Alors, oui, on le sait, tout le monde ne réussit pas dans la Mode. Mais le vrai débat est ailleurs. Il se trouve entre le manque de prise de responsabilité sociale et l’exploitation de la misère à des fins mercantiles. Bien installées dans leur bulle de privilèges, les agences citées se présentent comme les sauveuses d’une figure de la “pauvre petite Africaine”, s’enorgueillissent de donner leur chance à quelques-unes d’accéder au succès et se dédouanent de la conséquence de leur action sur les autres. On ne connaît que trop bien ce mode de fonctionnement néocolonial avec une touche de white saviorism qui résulte en un esclavage moderne, et pose aussi la question de la diversité dans la Mode en Occident.

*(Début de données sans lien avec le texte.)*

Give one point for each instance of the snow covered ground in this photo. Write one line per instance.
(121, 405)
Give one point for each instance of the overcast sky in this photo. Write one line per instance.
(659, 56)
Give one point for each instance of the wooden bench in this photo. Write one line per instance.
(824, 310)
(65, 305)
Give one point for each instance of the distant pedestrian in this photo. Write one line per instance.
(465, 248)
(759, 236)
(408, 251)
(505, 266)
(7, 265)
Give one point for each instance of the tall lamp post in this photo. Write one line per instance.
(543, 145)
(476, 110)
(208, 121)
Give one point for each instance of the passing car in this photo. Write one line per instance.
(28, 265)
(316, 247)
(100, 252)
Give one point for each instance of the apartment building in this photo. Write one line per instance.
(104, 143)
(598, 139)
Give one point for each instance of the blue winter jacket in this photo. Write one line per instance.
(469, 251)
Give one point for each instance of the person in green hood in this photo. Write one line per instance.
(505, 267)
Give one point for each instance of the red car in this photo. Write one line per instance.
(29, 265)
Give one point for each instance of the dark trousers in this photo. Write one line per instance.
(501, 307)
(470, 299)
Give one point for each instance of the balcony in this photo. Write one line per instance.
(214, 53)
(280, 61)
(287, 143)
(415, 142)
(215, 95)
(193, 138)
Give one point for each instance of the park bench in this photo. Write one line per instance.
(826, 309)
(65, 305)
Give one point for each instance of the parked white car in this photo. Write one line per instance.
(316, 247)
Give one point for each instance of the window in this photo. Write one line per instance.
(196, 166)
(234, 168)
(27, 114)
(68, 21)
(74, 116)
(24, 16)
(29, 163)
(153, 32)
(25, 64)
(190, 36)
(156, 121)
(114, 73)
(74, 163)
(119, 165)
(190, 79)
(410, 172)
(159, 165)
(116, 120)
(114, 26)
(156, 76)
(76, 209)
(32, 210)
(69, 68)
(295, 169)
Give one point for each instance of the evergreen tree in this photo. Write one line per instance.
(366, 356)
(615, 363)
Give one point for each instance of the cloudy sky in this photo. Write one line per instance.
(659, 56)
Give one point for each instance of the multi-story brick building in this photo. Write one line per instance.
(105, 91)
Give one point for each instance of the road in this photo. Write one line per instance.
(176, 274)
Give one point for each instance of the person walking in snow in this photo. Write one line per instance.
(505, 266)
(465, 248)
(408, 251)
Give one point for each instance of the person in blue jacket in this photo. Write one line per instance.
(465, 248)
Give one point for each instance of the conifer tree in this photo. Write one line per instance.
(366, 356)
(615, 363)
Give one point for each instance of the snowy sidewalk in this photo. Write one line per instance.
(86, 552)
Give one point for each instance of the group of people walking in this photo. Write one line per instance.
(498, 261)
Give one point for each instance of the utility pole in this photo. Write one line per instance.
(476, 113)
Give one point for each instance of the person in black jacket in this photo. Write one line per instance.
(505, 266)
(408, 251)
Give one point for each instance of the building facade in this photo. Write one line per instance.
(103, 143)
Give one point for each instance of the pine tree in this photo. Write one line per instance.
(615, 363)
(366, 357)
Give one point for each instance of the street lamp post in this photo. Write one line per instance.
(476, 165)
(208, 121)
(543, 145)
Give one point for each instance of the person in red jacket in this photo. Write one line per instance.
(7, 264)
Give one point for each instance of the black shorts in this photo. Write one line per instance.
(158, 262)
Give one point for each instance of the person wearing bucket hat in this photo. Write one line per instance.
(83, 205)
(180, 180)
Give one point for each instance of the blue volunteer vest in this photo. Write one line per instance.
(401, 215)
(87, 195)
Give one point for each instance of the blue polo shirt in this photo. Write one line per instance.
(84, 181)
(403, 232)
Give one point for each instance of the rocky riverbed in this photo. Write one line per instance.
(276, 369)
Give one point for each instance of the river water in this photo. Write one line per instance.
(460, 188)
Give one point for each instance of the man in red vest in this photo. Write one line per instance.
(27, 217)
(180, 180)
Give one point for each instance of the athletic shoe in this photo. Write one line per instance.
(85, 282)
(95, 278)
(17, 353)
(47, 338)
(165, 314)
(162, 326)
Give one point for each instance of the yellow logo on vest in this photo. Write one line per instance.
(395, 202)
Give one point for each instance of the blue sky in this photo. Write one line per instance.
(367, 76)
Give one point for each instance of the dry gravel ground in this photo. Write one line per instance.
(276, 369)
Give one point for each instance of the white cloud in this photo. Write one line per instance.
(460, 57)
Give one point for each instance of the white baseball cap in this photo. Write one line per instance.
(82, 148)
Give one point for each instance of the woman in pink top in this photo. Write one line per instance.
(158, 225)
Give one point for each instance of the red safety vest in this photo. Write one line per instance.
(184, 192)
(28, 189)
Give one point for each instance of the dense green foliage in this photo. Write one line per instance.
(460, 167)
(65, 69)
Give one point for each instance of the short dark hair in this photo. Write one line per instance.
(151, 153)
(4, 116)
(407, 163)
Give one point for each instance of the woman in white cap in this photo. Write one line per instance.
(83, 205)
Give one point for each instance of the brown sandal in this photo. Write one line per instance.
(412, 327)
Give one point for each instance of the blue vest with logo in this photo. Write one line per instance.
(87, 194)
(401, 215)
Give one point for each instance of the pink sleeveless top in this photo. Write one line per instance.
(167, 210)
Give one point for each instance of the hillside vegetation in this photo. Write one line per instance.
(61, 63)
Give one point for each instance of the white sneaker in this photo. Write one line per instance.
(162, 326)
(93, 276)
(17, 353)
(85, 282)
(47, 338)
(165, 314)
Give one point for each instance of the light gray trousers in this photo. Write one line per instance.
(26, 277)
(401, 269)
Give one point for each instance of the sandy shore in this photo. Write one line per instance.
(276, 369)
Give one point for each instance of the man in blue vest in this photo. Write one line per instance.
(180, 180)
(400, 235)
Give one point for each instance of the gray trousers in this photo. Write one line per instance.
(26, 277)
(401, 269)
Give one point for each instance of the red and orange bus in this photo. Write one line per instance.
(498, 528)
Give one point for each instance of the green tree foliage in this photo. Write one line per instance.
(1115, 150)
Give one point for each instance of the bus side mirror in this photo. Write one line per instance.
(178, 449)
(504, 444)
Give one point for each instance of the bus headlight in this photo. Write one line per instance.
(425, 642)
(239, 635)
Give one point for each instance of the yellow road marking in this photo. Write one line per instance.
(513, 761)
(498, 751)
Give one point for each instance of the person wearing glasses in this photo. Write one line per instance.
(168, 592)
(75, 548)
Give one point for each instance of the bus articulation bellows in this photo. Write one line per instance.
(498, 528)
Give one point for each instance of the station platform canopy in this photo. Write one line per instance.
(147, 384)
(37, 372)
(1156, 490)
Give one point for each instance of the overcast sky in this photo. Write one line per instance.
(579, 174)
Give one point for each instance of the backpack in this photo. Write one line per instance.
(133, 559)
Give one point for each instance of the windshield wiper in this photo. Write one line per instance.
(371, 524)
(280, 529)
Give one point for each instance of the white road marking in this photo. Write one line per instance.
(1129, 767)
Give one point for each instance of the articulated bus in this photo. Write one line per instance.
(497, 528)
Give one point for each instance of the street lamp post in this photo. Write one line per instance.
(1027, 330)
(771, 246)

Un nombre incroyable de mannequins noir.e.s n’attendent que d’avoir leur chance dans leur pays. Mais comme le dit l’autrice Christelle Bakima Poundza, qui publie l’essai « Corps Noirs » dénonçant le manque de diversité dans le milieu, « il ne fait pas bon être le noir de son pays ». On préfère aller déraciner des personnes dans la misère pour se donner bonne conscience et si ça ne marche pas, on se dédouane en se disant qu’on a essayé. Les femmes noires européennes ne peuvent jamais gagner et sont mises en compétition avec d’autres femmes noires qui comme elles prétendent à un avenir meilleur.

Pourquoi faire plusieurs milliers de kilomètres quand des centaines de jeunes femmes noires en Occident rêvent, elles aussi, d’avoir une chance de percer en tant que mannequins dans leur pays ?

Est-ce parce qu’il est plus facile de bafouer les droits de femmes non-éduquées sur le business du mannequinat, que de respecter ceux de mannequins occidentaux issus de l’immigration ? Est-ce parce qu’il est plus facile de vendre le storytelling d’une étoile montante de la Mode qui a échappé à la guerre en Afrique, plutôt que de narrer celui d’Isa, de Fatou ou de Leila, qui elles, habitent à quelques stations de métro de leur agence ? Est-ce parce que les agences, mais aussi les marques, ne souhaitent mettre en avant qu’une seule facette de la beauté noire ? Excluant toutes celles qui ne correspondent pas à cet exotisme, celui qui ne s’acquiert que par le nombre de miles accumulés sur un billet d’avion ?

Après le mouvement Black Lives Matter et l’émoi mondial provoqué par le meurtre de Georges Floyd, beaucoup de marques et d’acteurs de l’industrie de la Mode promettaient des actions visant à accroître la diversité et une meilleure représentation des minorités. On avait l’espoir de voir les choses évoluer sous de meilleurs auspices, mais force est de constater qu’il y a un essoufflement de la part de ceux qui, hier, s’auto-attribuaient le label d’“alliés”. Il semblerait que peu de personnes souhaitent se confronter à leurs biais racistes inconscients et optent pour le tokenisme. On espère que les autorités prendront le sujet en main et protégeront cette nouvelle génération de femmes noires qui en a cruellement besoin.